Preminger's title tune has no words either but with trumpeter Jason Palmer, bassist Kim Cass and drummer Ian Froman, Preminger's sax wails, groans, moans and conveys a similar sense, maybe not of death this time, but certainly of human frailty.
This is one unique project: The "Hard Times Killin' Floor Blues" of Skip James [1902-1969] is turned into a mélange of prog-jazz. James, son of a Mississippi bootlegger, recorded some classic minor-key blues in 1931 but The Great Depression killed off his career and he faded into obscurity until the 1960s when the folk and blues boom on college campuses nationwide made him a star again upon being rediscovered. British bands Cream and Deep Purple covered him, and he happily enjoyed fame at festivals and clubs, as the baby boomer generation yearned for the real thing. Too bad he never made it out of '60s alive. He died in 1969 Philadelphia at 67.
Blind Lemon Jefferson would turn over in his grave if he heard his 1927 "Black Snake Moan" turned into a joyous New Orleans-styled romp. They say Blind Lemon froze to death on the streets of Chicago in 1929 at the age of 36.
As one listens to these blues classics done up for the very first time in this way (I dare any reader to prove me wrong), one gets a sense of deep and overpowering blues spirit which, as any historian will tell you, was the way slaves made themselves feel better about their sordid condition. They sang the blues. So blues does not bring one down; conversely, blues brings on an uplifting condition. Blues like this, though, is more of an intellectual exercise.
Dig Robert Johnson's "Love In Vain." It was Mick Jagger who turned my 18-year-old soul onto this song in 1969 as covered by the Stones. Originally recorded in 1936 by the man who is said to have actually sold his soul to the devil at the crossroads for fame and fortune only to die months later at 27 by the hand of a jealous husband (with whose wife Johnson was having an affair), Preminger's jazz version is respectfully mournful, his sax crying and pleading over love still being in vain.
When Mississippi John Hurt [1892-1966] recorded "I Shall Not Be Moved," it was filled with righteous indignation.
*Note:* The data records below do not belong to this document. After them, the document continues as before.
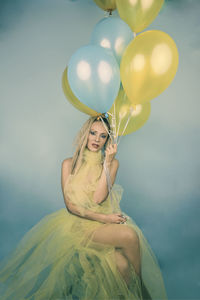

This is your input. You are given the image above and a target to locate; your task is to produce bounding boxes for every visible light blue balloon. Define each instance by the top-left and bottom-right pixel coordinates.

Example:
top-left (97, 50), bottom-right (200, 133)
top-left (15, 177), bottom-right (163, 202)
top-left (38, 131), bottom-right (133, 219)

top-left (67, 45), bottom-right (120, 113)
top-left (90, 16), bottom-right (133, 65)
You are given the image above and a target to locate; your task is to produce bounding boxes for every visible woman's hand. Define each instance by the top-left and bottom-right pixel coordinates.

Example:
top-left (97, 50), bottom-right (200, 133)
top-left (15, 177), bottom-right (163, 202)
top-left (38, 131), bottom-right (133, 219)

top-left (105, 213), bottom-right (127, 224)
top-left (105, 144), bottom-right (117, 164)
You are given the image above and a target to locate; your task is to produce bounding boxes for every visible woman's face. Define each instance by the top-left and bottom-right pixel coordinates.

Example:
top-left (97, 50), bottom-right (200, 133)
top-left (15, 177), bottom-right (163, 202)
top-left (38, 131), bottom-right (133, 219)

top-left (87, 121), bottom-right (108, 152)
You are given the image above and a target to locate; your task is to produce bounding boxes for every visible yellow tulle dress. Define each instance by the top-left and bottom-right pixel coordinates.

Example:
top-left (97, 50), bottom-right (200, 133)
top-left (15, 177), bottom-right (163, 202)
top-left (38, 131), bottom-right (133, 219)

top-left (0, 148), bottom-right (167, 300)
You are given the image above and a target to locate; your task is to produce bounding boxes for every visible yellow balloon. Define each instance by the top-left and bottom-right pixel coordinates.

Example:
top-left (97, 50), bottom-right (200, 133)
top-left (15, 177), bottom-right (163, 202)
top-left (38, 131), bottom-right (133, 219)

top-left (120, 30), bottom-right (178, 104)
top-left (116, 0), bottom-right (164, 32)
top-left (94, 0), bottom-right (116, 11)
top-left (62, 67), bottom-right (99, 116)
top-left (109, 88), bottom-right (151, 136)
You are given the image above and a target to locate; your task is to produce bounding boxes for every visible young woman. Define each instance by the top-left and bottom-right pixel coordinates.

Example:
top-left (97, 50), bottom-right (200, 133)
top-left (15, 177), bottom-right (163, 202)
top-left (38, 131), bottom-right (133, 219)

top-left (0, 117), bottom-right (167, 300)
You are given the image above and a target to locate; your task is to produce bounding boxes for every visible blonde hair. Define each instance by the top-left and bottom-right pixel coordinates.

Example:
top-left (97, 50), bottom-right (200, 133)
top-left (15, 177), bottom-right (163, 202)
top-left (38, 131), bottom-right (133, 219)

top-left (71, 116), bottom-right (111, 175)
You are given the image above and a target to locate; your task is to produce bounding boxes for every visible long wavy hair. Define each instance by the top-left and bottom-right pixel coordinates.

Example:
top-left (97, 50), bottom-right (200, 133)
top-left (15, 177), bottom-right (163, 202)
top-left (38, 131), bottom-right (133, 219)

top-left (71, 116), bottom-right (111, 175)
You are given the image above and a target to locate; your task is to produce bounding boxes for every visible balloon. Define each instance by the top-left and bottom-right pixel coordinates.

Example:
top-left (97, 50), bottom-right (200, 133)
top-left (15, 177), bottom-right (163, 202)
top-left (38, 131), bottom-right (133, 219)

top-left (67, 45), bottom-right (120, 113)
top-left (109, 88), bottom-right (151, 136)
top-left (62, 67), bottom-right (98, 116)
top-left (120, 30), bottom-right (178, 104)
top-left (116, 0), bottom-right (164, 32)
top-left (90, 16), bottom-right (133, 64)
top-left (94, 0), bottom-right (116, 11)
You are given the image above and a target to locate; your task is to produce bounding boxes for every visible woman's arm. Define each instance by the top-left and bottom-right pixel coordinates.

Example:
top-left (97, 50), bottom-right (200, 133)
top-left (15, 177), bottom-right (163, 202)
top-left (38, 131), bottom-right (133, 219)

top-left (61, 158), bottom-right (108, 223)
top-left (93, 159), bottom-right (119, 204)
top-left (93, 143), bottom-right (119, 204)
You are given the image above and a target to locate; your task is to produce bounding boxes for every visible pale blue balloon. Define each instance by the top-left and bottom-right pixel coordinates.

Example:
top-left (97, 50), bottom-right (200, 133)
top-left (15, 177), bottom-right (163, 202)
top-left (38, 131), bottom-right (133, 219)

top-left (90, 16), bottom-right (133, 65)
top-left (67, 45), bottom-right (120, 113)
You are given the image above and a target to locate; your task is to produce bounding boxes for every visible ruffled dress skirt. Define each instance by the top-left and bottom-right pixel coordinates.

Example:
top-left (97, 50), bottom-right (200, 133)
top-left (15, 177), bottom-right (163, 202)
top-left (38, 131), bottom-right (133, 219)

top-left (0, 149), bottom-right (167, 300)
top-left (0, 185), bottom-right (167, 300)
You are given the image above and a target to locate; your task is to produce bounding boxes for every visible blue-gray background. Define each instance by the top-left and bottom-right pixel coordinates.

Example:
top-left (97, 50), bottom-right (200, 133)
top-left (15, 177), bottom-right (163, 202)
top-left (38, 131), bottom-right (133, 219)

top-left (0, 0), bottom-right (200, 299)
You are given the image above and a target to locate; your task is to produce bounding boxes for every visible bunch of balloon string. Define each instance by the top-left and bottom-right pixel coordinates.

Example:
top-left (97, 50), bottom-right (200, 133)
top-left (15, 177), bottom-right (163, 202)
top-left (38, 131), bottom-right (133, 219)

top-left (62, 0), bottom-right (178, 212)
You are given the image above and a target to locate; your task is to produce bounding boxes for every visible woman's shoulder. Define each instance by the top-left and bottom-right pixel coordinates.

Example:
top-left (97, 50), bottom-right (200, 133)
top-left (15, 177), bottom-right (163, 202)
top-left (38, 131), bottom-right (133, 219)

top-left (62, 157), bottom-right (72, 168)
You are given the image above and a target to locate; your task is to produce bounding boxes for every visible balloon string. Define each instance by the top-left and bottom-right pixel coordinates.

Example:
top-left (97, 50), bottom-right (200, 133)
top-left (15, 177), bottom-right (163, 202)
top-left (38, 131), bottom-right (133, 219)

top-left (117, 111), bottom-right (132, 145)
top-left (116, 118), bottom-right (122, 139)
top-left (113, 102), bottom-right (117, 142)
top-left (100, 116), bottom-right (113, 143)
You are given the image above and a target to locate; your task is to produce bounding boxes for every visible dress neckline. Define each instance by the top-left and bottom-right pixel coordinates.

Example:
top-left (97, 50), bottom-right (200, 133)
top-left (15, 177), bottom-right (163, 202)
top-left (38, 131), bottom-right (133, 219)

top-left (83, 147), bottom-right (103, 164)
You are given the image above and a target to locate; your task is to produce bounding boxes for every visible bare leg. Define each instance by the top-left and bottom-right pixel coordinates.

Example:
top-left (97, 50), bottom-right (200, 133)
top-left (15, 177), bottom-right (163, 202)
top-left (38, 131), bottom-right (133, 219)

top-left (92, 224), bottom-right (140, 276)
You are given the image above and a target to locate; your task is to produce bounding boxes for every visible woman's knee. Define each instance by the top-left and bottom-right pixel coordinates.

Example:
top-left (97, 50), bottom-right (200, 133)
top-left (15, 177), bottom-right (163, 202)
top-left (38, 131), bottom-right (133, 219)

top-left (115, 251), bottom-right (129, 274)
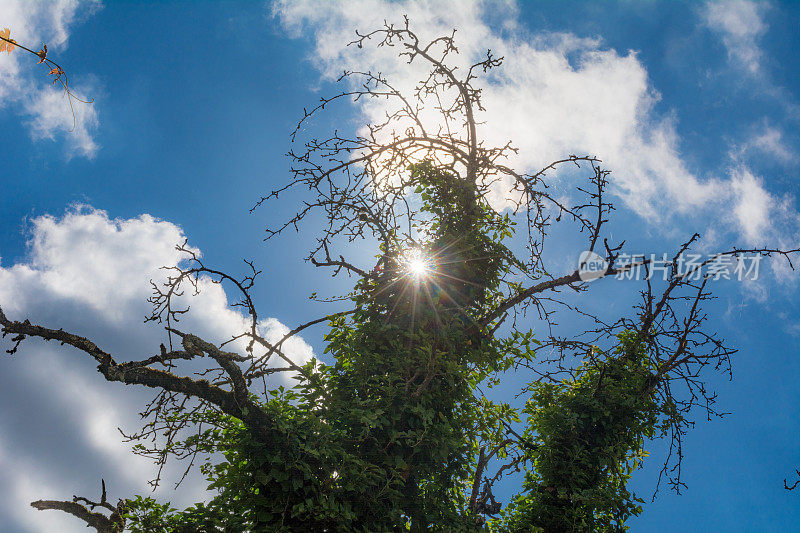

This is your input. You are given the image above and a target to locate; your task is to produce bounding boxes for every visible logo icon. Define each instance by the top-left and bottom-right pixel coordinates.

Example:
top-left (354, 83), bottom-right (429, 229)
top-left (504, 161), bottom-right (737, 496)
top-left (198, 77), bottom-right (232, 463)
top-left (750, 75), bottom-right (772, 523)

top-left (578, 250), bottom-right (608, 281)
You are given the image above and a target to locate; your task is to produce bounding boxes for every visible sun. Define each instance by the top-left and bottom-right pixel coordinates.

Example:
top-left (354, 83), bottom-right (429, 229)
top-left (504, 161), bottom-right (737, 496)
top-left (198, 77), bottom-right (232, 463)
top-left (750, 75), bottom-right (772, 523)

top-left (404, 248), bottom-right (433, 279)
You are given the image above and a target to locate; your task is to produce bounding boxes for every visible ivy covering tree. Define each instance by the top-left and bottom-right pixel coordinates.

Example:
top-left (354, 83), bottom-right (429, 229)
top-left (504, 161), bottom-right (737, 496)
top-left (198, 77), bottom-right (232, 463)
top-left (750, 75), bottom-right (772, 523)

top-left (0, 20), bottom-right (794, 532)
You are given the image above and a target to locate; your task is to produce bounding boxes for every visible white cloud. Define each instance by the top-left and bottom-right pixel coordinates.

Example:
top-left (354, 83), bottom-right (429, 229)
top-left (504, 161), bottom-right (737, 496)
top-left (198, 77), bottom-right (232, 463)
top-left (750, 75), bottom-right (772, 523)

top-left (0, 0), bottom-right (98, 157)
top-left (732, 168), bottom-right (774, 242)
top-left (274, 0), bottom-right (792, 245)
top-left (703, 0), bottom-right (767, 74)
top-left (0, 207), bottom-right (313, 531)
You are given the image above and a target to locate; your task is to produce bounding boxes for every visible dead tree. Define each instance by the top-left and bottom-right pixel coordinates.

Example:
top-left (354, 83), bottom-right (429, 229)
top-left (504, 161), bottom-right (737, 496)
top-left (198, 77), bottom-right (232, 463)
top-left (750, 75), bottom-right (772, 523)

top-left (0, 19), bottom-right (798, 531)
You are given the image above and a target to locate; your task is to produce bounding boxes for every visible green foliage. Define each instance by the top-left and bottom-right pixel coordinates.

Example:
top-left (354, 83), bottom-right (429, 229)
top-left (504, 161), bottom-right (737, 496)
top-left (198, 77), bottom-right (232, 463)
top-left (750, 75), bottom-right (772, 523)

top-left (122, 163), bottom-right (660, 532)
top-left (495, 334), bottom-right (669, 532)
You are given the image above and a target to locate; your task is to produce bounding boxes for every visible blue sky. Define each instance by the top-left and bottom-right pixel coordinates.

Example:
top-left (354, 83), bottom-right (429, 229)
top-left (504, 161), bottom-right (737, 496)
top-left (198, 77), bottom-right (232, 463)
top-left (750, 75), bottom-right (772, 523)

top-left (0, 0), bottom-right (800, 532)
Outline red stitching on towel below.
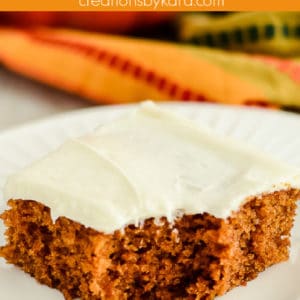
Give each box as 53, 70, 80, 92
254, 55, 300, 83
28, 33, 213, 102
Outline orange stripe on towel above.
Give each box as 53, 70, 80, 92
27, 32, 213, 102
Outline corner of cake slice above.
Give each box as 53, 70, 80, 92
0, 103, 300, 300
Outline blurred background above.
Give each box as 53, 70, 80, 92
0, 12, 300, 130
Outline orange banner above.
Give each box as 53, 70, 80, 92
0, 0, 300, 11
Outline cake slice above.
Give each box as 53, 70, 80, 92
0, 103, 300, 300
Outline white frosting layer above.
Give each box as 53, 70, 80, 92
4, 103, 300, 233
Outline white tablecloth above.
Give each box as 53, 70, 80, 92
0, 68, 89, 131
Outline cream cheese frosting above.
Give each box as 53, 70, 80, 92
4, 102, 300, 233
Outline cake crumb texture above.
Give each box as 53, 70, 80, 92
0, 189, 300, 300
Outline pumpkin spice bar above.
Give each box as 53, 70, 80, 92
0, 103, 300, 300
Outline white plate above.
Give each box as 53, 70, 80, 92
0, 103, 300, 300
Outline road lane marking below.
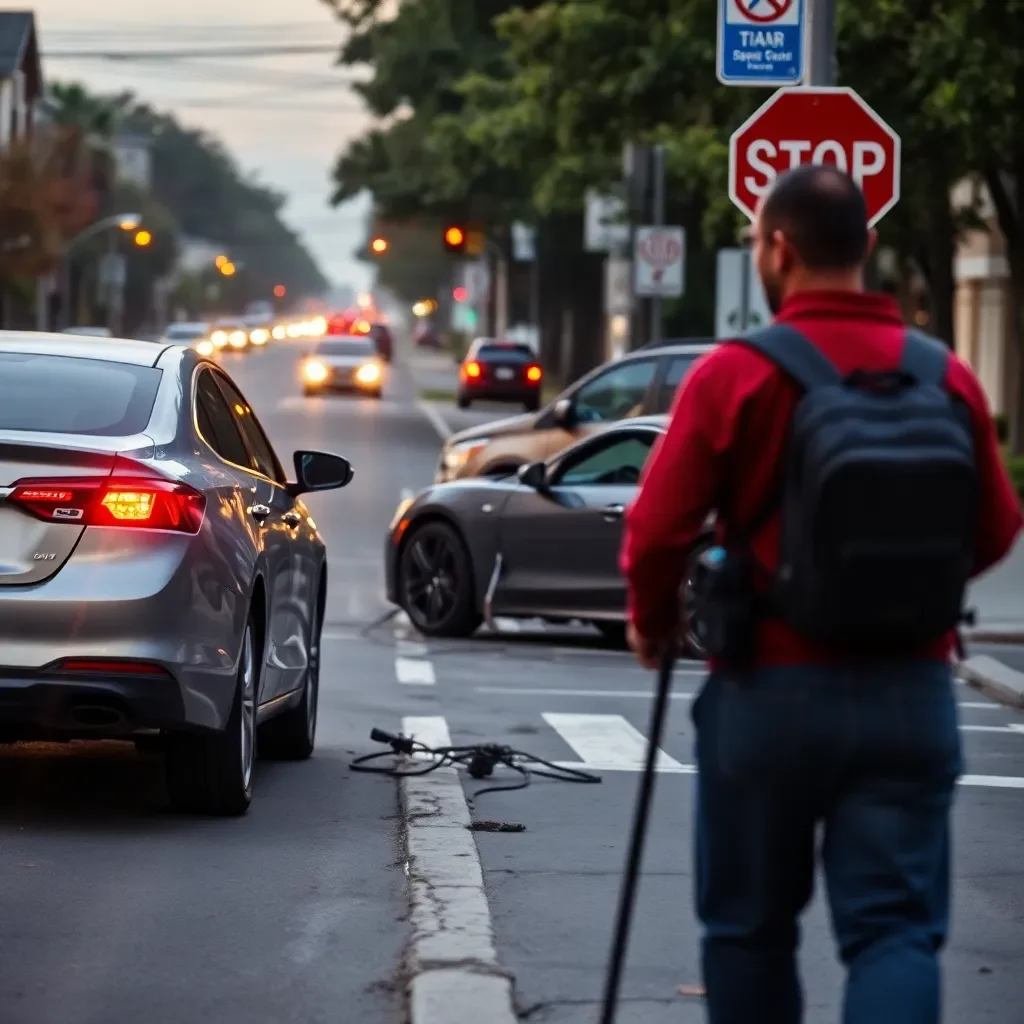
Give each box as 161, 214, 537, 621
394, 640, 430, 657
959, 775, 1024, 790
394, 654, 437, 686
416, 400, 452, 441
542, 712, 682, 771
401, 717, 518, 1024
474, 686, 696, 700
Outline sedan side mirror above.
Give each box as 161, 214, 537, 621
517, 462, 548, 490
289, 451, 352, 497
553, 398, 575, 430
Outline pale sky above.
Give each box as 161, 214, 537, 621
32, 0, 371, 289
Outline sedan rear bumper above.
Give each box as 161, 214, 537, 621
459, 381, 541, 401
0, 673, 189, 739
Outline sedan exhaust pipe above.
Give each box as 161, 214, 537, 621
71, 705, 128, 729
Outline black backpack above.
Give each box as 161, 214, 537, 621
738, 324, 979, 649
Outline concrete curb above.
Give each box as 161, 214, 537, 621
964, 626, 1024, 644
401, 768, 517, 1024
956, 654, 1024, 710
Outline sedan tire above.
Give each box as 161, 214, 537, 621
398, 520, 482, 637
166, 615, 259, 817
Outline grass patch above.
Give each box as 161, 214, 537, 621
1007, 455, 1024, 501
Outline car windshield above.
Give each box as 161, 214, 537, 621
0, 352, 162, 437
476, 345, 536, 362
316, 338, 377, 355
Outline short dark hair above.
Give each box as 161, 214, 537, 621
761, 164, 868, 270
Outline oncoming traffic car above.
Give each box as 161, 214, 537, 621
210, 319, 249, 352
301, 335, 385, 398
0, 334, 352, 814
160, 321, 216, 356
434, 338, 714, 483
457, 338, 544, 412
385, 417, 713, 656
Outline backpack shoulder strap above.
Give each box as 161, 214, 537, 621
899, 327, 949, 387
733, 324, 842, 391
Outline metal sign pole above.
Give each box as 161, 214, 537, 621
650, 145, 665, 342
804, 0, 836, 86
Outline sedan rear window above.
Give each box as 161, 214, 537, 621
316, 338, 377, 355
476, 345, 537, 362
0, 352, 162, 437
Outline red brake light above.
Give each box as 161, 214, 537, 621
7, 467, 206, 534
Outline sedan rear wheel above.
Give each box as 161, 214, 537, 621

The song seemed to have a life of its own and wound up being a musical staple of the civil rights movement. Preminger uses it to close out the CD on a very spiritual and uplifting note.
Noah Preminger is not finished. He will also have a different quartet recording released later this year with legendary drummer Billy Hart, guitarist Ben Monder and bassist John Patitucci on the vinyl-only French label Newvelle.